12.2. The k-armed bandit#

The “\(k\)-armed bandit”, or “multi-armed bandit” problem is a classic problem in reinforcement learning. We like it because it’s both interesting and fairly readily applicable to everyday life, but it also includes many of the key tenets of RL problems: a tradeoff between exploration and exploitation, a set of strategies that are not obviously optimal but one of which might be, and a problem space that we can define but also imagine how to change and adapt as new situations or applications arise. Also, it’s fun and frequently involves pictures of an octopus gambling, so really there’s nothing not to like.

Intuition#

Suppose you want to order food from a restaurant (obviously, because your attempts at reinforcement learning to get better at cooking have finally led you to the optimal one, which is have someone else do it). How do you decide which restaurant to choose? We can simplify your choices into two broad options:

  • Explore: Try something new

  • Exploit: Stick with what you know

Exploration vs. exploitation is a key tension in reinforcement learning – and, of course, in our own lives. Whether we’re choosing between restaurants or careers or life partners (all equally important choices, of course), we are always navigating the tradeoff between sticking with what we know and trying something new that we might like more, but risk of liking less.

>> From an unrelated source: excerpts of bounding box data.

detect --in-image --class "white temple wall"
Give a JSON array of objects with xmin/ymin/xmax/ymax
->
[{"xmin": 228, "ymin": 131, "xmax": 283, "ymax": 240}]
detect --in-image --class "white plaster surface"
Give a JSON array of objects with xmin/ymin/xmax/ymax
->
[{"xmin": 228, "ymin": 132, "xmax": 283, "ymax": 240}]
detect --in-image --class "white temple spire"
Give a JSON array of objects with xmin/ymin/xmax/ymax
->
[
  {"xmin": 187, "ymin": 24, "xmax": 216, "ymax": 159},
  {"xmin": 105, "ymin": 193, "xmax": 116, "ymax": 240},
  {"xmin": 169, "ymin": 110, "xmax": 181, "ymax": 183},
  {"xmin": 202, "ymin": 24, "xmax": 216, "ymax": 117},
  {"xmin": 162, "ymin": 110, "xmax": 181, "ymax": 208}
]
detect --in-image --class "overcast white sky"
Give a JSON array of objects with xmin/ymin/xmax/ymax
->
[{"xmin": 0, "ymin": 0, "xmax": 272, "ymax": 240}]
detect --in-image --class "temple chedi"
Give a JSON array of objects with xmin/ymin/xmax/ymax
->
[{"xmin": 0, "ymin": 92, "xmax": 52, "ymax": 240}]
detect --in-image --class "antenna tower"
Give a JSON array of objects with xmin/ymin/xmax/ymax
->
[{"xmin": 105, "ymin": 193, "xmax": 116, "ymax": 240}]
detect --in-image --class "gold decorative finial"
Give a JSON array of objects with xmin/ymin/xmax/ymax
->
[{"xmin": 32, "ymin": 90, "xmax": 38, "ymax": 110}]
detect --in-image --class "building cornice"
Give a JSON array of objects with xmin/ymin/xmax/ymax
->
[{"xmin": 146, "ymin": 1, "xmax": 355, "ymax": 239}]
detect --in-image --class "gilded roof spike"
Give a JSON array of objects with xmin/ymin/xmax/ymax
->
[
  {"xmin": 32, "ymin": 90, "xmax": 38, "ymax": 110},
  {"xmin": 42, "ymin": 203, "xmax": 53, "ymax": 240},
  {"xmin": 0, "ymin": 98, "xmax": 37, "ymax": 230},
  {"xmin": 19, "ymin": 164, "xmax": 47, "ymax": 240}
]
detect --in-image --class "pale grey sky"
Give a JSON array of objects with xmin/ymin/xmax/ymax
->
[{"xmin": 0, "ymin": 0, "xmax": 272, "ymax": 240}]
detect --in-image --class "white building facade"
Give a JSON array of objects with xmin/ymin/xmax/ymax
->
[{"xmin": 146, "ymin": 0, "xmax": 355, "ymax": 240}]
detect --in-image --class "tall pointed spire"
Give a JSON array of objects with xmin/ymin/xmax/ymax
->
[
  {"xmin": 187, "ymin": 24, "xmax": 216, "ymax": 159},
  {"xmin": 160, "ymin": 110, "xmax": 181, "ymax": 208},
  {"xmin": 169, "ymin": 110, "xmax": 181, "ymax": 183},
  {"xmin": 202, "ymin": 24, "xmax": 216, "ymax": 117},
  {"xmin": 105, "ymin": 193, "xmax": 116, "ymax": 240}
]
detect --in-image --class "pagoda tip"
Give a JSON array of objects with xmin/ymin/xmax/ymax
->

The tension between exploration vs. exploitation has been written about extensively, not just specifically in the field of RL. One of this textbook authors’ favorite papers on the subject comes from organizational learning and adaptability, and is described in the beautiful 1991 paper, “Exploration and Exploitation in Organizational Learning,” by James C. March. (In related news, academics really do come up with the most creative paper and book titles, don’t we?)

We can further refine our behavior rules, or strategies, within this broader framework of exploration vs. exploitation. For example, we could explore in a number of different ways:

  • Randomly (e.g., select a restaurant at random within a certain range of where we are located)

  • Based on Yelp reviews (e.g., rank the options within a certain radius by the mean rating weighted by the number of reviews)

  • Based on personal recommendations from others (e.g., try a recommendation from your closest friend first, then your second-closest, and so on, making sure to tell your friends precisely how they are ranked as you go)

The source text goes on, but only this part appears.